The last sequence unfolds in a bucolic village of watermills and a slower way of life. The villagers have turned their back on the modern world and its hectic pace. The dreamer witnesses a funeral, bookending the fox funeral from the first sequence. But this is no nightmare—only a joyful release from the pain of existence. As with the first two dreams, this finale is gorgeously shot, ladling natural beauty on the screen in prodigal portions.
If one were to impose a narrative on this movie, I suppose the two child dreams and the ending dream could signify wonder and innocence. This innocence leads to mishaps, then finally to harmony with nature and life. In between, we wrestle with the evils of war and human folly. But that interpretation is too simplistic. Kurosawa clearly meant only to bring you into his mind, to share one final piece of his soul before he, too, laid his head down among the watermills.

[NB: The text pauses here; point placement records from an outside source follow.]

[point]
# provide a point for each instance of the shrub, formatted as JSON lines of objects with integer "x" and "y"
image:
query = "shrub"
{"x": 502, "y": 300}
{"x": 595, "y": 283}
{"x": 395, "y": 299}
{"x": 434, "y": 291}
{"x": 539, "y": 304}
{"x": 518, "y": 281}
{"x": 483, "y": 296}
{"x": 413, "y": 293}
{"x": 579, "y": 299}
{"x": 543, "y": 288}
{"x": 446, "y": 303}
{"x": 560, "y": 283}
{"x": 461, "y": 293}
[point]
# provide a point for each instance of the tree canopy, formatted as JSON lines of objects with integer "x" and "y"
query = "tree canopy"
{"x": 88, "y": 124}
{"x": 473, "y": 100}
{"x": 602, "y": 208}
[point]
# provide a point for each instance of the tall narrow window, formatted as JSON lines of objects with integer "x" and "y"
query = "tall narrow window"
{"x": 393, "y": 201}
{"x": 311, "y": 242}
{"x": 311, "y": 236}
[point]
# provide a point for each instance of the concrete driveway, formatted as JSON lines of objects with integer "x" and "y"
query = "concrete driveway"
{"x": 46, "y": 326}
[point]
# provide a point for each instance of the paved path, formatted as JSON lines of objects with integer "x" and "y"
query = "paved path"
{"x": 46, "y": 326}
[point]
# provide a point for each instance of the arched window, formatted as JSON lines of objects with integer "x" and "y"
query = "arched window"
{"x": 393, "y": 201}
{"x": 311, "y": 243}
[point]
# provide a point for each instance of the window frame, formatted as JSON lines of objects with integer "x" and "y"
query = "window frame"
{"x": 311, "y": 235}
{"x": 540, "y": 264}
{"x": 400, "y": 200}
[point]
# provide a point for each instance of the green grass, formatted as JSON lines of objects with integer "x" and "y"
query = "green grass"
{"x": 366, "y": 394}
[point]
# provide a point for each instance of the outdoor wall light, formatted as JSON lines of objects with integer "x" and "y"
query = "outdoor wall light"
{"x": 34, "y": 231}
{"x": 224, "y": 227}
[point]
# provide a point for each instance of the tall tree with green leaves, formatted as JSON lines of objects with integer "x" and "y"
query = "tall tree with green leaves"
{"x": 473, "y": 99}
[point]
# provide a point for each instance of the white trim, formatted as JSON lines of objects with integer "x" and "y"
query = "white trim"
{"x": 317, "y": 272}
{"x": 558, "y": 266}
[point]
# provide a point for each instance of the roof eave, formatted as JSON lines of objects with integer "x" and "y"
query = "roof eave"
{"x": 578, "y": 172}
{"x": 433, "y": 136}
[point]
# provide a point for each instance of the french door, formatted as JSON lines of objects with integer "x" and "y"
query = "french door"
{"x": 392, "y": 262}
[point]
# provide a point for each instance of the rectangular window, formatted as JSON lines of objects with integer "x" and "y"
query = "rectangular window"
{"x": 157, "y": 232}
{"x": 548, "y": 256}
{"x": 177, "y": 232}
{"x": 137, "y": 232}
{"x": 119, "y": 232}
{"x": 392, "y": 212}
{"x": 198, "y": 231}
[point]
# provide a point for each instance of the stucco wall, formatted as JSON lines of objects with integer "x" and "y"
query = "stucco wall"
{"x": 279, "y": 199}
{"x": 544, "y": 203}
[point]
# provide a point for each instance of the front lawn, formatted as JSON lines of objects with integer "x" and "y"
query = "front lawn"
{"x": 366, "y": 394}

The director conveyed his vision to the crew through paintings (a common practice for him). The pace of this movie is slow and reflective. The lack of story may frustrate the traditional moviegoer, but I consider this film a must-see because Kurosawa is doing something seldom done—actually conveying an audience into the dreamworld. This is different than crafting a dream or a dream state, as David Lynch or Maya Deren would do. And of course, Kurosawa does this beautifully and in a most affecting way. A filmmaker known for epic battles and explosive dramatics, Dreams reminds us how in touch with his nervous system Kurosawa is. Without Dreams, the attack on First Castle in Ran is a shaky-cam mess rather than a grand operatic death-ballet.
I watched Dreams on the big screen, as all movies should be experienced. As a film student and a dreamer (as are we all!), I was greatly moved by this film, but no 20-year-old could make this movie. There is something very humbling and raw about opening your id to the audience and inviting them in. Only a master at the end of his life could do that.